This post originally appeared on September 25th, 2012.
“We’re focused on the data.”
OK, that’s great. A few follow-up questions, if I may…
Which data, exactly, are you “focused on”? There’s an awful lot of it.
Where did your data come from? Who supplied it? Is your data accurate?
Why that data instead of this data or the other data? What was the criteria in selecting a certain cache of data to focus on over all of the other available data? Are you certain that the data you’re focused on is actually the data that matters? How do you know this to be the case, what was the process by which you discovered this to be true?
Is it possible that by focusing on this particular data that you may be missing something of elementary importance among a different data set? How do you guard against that possibility? Are you flexible enough to allow new data to mingle with the old data, to bow and sway the constructs already in your line of sight?

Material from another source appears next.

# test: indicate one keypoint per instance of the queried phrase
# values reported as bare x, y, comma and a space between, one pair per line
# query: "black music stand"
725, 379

Are there qualitative factors that you acknowledge to be important but unquantifiable – and hence not included in the data you focus on? How do you ignore these qualitative factors, especially the glaringly obvious ones? How do you convince yourself, if need be, that the numbers will eventually pick up the colors and the sounds that become brighter and louder to us sentient beings everyday?
When will you override the data? What non-data inputs or variables tell you that the data you’re focusing on is missing something, perhaps something really big?
Or will you follow the data off the cliff based on whichever rules you’ve laid out at the outset?
Is this final risk worth all of the supposed certainty that “focusing on the data” has given you?